There was quite a lengthy silence, and the shop keeper scratched his head. “I’m afraid I just can’t think of anything.” He said at last. “But don’t give up hope just yet. My brother might be able to think of something.” He rang a golden bell on the counter furiously and his brother Nard came running. “What is it now?” he sputtered. “I am NOT to be disturbed when I stir the witches’ brew. That stuff is deadly poison. You know what could happen if…” – he broke off when he saw the customer standing dejectedly in front of him. “Oooh…a Nameless One, and clinically depressed at that.” He smiled sympathetically. “Can I help you?”
The first brother nodded impatiently
. “Yes, it needs a name, and I’m no good at that sort of thing.”
“Ah, a name for a Nameless One.” Nard smiled at his own dubious cleverness. “How about Gordon?” The shadow winced, and Nard’s brother stifled a laugh. Nard flushed. “You aren’t helping, Bard, so be quiet.”
“No wait!” said Bard. “I have it!” He paused for dramatic effect. “Slaughterer” The Nameless One perked up a bit but Nard shook his head in disgust. “No good for going to parties or making friends. Who would invite someone called Slaughterer, anyway? I think it needs something more…elegant. How about Frag? It’s exotic, not to mention inexpensive.”
Nard doubled over in spasms of laughter and Bard gave him an irritated glance. “What’s wrong with Frag?” he snapped. Nard gasped for air. “You obviously don’t remember what that means in orcish, Bard. Remember that time when Ulk Nahg…” He began to giggle helplessly again. Nard’s eyebrows arched. “Oops” he said guiltily. “Ummm…never mind that one then.” He tried desperately not to think of the particular implications of that word.

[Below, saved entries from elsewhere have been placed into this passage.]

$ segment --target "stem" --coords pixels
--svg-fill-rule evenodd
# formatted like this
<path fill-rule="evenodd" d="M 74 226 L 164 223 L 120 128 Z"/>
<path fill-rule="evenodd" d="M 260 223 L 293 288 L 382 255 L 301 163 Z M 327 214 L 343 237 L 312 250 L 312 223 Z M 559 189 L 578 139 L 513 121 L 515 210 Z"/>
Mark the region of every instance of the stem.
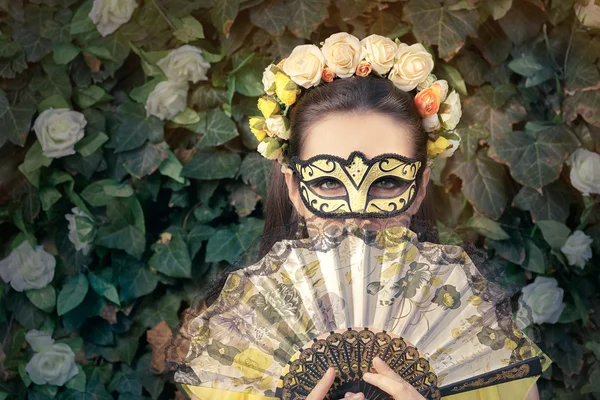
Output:
<path fill-rule="evenodd" d="M 15 313 L 12 313 L 10 315 L 10 321 L 8 321 L 8 328 L 6 328 L 6 335 L 4 335 L 4 339 L 2 339 L 2 351 L 4 351 L 4 349 L 6 348 L 6 340 L 8 339 L 8 335 L 10 334 L 10 330 L 12 328 L 14 319 L 15 319 Z M 4 363 L 2 363 L 2 364 L 4 364 Z"/>
<path fill-rule="evenodd" d="M 163 19 L 165 21 L 167 21 L 167 24 L 169 24 L 169 26 L 171 27 L 171 29 L 172 30 L 177 30 L 177 27 L 173 24 L 173 22 L 169 19 L 169 17 L 167 17 L 167 15 L 163 11 L 163 9 L 156 2 L 156 0 L 151 0 L 151 1 L 152 1 L 152 5 L 158 10 L 158 13 L 163 17 Z"/>
<path fill-rule="evenodd" d="M 577 21 L 577 19 L 575 19 Z M 569 37 L 569 45 L 567 46 L 567 51 L 565 52 L 565 65 L 563 66 L 563 77 L 567 76 L 567 63 L 569 61 L 569 53 L 571 52 L 571 45 L 573 44 L 573 35 L 575 34 L 575 22 L 573 22 L 573 26 L 571 27 L 571 36 Z"/>
<path fill-rule="evenodd" d="M 190 211 L 188 211 L 188 213 L 185 215 L 185 218 L 183 219 L 183 229 L 186 230 L 186 225 L 188 222 L 188 219 L 190 218 L 190 215 L 192 215 L 192 213 L 194 212 L 194 210 L 198 207 L 200 207 L 202 205 L 202 202 L 198 202 L 196 204 L 194 204 L 194 206 L 190 209 Z"/>

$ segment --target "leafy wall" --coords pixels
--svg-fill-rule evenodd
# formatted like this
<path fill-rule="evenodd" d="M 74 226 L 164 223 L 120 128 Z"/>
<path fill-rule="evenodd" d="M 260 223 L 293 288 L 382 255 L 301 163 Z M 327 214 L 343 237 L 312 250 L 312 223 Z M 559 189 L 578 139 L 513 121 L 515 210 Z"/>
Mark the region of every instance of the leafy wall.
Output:
<path fill-rule="evenodd" d="M 0 399 L 176 395 L 159 375 L 169 328 L 262 231 L 270 162 L 247 118 L 263 69 L 338 31 L 430 45 L 435 73 L 463 98 L 460 151 L 434 165 L 442 237 L 478 240 L 515 291 L 537 275 L 558 281 L 564 311 L 536 330 L 555 361 L 542 396 L 598 397 L 600 219 L 582 187 L 598 192 L 600 166 L 565 165 L 600 148 L 600 41 L 586 2 L 137 0 L 102 36 L 91 0 L 0 0 L 0 145 L 18 165 L 3 170 L 17 179 L 0 208 L 1 268 L 19 254 L 22 267 L 0 282 Z M 166 79 L 157 62 L 186 44 L 203 50 L 209 79 L 184 88 L 185 111 L 147 116 Z M 83 129 L 74 154 L 60 140 L 45 151 L 33 131 L 63 108 L 85 118 L 61 117 Z M 561 250 L 578 230 L 594 240 L 584 268 Z M 26 341 L 32 329 L 75 354 L 66 382 L 32 382 L 28 364 L 45 351 Z"/>

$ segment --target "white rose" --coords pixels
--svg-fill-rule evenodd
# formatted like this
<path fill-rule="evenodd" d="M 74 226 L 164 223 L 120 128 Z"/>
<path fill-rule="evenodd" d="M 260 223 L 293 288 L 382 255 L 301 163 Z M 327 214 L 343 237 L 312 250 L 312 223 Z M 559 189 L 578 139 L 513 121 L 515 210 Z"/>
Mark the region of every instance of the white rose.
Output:
<path fill-rule="evenodd" d="M 575 231 L 567 238 L 560 251 L 567 256 L 569 265 L 576 265 L 579 268 L 583 268 L 585 267 L 585 263 L 592 258 L 591 244 L 593 242 L 594 239 L 582 231 Z"/>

“Well, we don’t seem to have anything available just now. Perhaps if you come back next week, we’ll have something for you.” The Nameless One hissed its disappointment and turned to leave. With a heavy sigh, it glided mournfully to the door and pulled it open. “GAAAH!” it screamed, because the early dawn light was scorching its eyes. Acting quickly, Nard and Bard pulled it back into the shop by the hem of its ragged robes and slammed the heavy door shut. “Shoulda known it was morning by now,” Bard apologized, and shot an irritated glance at Nard who was busy sweeping up the left over sun beams. “What??” demanded Nard when he noticed his brother’s annoyance. “Last time you left these lying around, a vampire tried to sue us for attempted murder!”
Bard muttered something obscene under his breath.